One mole of triazine reacts with two moles of H2S to form dithiazine, the main byproduct. An intermediate product is formed, but rarely seen. The reaction is shown in Figure 3. The R-groups that are released during the two-step reaction vary by the supplier, and can be tailored for solubility. Continued reaction can result in the formation of an insoluble trithiane product.

Downstream & Environmental Impacts

Reacted triazine byproducts are readily biodegradable and relatively non-toxic. Unreacted,excess triazine has very high aquatic toxicity and a tendency to form carbonate scale with produced water or sea water; this can result in emulsion stabilization, and increased overboard oil-in-water (OIW) content.

Unreacted triazine is also problematic for refineries as it impacts the desalting process and can cause accelerated corrosion within crude oil distillation units. It can also cause foaming in glycol and amine units and cause discoloration of glycol units. Unpleasant odor has also been reported with excess triazine usage, but some suppliers offer low-odor versions. Triazine itself is relatively safe to handle, but it can cause chemical burns upon contact.

Other Considerations

Triazine has been used successful around the globe by many operators and facilities. It has been used in various other applications where control of low-concentration H2S is vital, including scale remediation and reservoir stimulation. It is commonly used with sour shale gas production in the US.

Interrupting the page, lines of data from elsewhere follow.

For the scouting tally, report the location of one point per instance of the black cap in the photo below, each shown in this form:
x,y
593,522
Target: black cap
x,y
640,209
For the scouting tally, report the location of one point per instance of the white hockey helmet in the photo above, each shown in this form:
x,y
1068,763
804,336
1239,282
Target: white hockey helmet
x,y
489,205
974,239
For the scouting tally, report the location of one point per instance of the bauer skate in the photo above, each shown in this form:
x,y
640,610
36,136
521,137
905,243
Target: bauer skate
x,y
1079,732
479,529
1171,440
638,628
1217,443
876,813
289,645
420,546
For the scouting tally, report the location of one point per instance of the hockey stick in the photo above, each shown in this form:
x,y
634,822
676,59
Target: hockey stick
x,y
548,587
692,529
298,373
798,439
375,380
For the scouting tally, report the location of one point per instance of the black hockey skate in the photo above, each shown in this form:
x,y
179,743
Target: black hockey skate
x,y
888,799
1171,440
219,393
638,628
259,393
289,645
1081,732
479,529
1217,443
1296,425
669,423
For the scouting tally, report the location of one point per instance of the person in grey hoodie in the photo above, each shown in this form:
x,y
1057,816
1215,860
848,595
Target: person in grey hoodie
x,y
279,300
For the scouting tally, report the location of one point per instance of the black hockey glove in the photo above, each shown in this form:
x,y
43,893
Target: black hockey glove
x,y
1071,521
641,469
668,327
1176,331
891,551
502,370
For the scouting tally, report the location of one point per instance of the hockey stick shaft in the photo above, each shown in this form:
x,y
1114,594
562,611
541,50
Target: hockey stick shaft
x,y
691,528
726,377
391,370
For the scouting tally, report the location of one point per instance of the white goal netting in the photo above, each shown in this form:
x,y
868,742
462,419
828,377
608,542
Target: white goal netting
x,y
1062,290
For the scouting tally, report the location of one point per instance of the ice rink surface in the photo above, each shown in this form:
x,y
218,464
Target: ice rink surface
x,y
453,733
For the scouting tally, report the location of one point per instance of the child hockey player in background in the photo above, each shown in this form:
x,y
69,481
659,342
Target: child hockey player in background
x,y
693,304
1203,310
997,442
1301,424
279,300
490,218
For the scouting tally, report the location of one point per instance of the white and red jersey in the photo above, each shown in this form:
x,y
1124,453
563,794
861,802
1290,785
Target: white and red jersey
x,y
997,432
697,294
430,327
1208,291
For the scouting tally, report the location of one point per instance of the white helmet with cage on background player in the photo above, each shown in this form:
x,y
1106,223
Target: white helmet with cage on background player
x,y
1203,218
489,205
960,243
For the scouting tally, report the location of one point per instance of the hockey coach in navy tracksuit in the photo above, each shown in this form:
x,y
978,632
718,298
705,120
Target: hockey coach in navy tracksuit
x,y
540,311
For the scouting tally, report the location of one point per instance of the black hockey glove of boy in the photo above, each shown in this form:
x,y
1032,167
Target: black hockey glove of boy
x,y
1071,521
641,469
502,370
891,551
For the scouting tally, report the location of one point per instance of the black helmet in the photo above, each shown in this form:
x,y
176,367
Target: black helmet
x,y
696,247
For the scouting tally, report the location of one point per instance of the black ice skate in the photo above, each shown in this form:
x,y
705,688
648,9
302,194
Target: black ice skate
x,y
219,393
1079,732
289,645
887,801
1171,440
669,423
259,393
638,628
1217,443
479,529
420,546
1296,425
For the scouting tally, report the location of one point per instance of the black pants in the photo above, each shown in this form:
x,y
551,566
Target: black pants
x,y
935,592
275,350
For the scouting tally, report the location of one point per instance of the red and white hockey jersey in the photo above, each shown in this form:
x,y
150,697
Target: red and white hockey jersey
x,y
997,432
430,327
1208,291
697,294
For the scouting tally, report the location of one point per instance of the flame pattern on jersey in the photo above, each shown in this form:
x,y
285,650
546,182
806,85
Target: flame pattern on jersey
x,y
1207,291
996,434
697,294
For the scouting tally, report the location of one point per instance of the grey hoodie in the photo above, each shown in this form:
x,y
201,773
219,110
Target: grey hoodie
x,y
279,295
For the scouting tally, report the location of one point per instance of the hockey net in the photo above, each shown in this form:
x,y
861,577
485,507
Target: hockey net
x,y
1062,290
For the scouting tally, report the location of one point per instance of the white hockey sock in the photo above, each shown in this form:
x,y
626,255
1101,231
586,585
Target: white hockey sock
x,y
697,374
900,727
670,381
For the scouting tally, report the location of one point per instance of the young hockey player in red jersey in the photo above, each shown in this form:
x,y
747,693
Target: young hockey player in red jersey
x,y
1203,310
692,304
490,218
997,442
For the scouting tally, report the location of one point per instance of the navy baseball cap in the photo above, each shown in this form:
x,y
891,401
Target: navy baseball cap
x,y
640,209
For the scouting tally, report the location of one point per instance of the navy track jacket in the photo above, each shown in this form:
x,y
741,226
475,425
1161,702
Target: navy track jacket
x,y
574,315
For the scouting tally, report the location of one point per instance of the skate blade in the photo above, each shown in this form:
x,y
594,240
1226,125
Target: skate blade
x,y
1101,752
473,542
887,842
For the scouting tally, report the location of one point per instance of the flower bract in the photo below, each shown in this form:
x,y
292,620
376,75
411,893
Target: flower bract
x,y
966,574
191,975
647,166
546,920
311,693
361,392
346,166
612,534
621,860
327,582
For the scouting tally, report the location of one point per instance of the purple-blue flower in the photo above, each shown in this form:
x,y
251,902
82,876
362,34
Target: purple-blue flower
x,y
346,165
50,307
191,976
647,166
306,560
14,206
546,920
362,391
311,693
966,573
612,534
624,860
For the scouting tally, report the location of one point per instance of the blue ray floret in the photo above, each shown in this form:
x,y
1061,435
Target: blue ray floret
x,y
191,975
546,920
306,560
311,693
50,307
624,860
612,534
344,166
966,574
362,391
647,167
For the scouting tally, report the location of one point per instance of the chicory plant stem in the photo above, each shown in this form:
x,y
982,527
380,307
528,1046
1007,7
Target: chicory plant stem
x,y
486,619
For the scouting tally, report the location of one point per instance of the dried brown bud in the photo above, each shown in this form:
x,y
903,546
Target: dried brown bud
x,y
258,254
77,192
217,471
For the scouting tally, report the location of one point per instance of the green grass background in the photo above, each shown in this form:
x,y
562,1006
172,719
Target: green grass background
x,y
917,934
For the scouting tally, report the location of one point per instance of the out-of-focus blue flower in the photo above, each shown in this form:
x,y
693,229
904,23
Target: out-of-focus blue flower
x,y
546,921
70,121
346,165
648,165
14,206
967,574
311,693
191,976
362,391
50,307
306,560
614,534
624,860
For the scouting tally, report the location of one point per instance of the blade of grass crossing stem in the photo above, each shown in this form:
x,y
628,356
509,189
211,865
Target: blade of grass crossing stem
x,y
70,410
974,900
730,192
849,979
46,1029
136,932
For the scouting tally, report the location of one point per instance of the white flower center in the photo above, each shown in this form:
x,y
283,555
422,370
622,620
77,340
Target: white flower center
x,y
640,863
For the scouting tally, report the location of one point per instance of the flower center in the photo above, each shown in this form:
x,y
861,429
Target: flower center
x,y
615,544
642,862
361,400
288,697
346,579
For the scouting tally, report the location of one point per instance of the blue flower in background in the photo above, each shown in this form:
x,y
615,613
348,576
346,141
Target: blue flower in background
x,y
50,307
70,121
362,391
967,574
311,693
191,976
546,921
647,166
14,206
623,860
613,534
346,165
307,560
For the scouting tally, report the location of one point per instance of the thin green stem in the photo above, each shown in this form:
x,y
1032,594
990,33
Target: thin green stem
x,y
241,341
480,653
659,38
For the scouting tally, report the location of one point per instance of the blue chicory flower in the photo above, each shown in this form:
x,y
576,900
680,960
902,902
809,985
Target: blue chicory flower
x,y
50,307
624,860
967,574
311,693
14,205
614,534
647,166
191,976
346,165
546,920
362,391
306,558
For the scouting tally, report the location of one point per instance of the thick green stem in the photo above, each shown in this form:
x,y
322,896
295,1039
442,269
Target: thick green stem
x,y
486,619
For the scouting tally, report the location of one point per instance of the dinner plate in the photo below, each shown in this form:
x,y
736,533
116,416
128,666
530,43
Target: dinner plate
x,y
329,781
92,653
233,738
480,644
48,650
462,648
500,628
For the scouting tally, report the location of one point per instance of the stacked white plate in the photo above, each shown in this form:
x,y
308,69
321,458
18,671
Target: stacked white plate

Triazineis primarily used for removing low (<100 ppmv/mmscf) levels of H2S. It can be applied using a contact tower to increase (up to twice) the efficiency of H2S removal, but H2S levels >200 ppmv/mmscf will require the use of an amine-based sweetening unit. Triazine is also preferred in situations where the acid gas stream contains high levels of CO2 in addition to H2S. The triazine reacts preferentially with the H2S and the reaction is not inhibited by the CO2, avoiding unnecessary chemical consumption. It is also preferred where a concentrated sour waste gas streams cannot be accommodated or disposed.

Triazine is typically supplied in standard transportable totes, which can be unloaded into a larger storage tank on-site.

Conclusion

For offshore applications, direct injection of triazine is often the most economical and feasible method of H2S removal for gas and oil export lines; care needs to be taken to optimize the removal rates by selecting the optimal injection location and triazine-based product, keeping byproducts and disposal considerations in mind.

For onshore applications where space and weight are typically not an issue, contactor towers are far superior at H2S removal per volume of chemical used, and result in significantly lower OPEX. Ensuring contactor towers are appropriately sized and the bubble size is optimized for the gas production rate will make the maintenance and operation of the towers much easier and improve the realized OPEX savings over direct triazine injection.

For very high H2S levels (>200ppmv/mmscf), amine towers or solid media beds may have to be used for sufficient removal of H2S for the process and export considerations. Amine towers will be the topic of discussion in the next GATEKEEPER issue.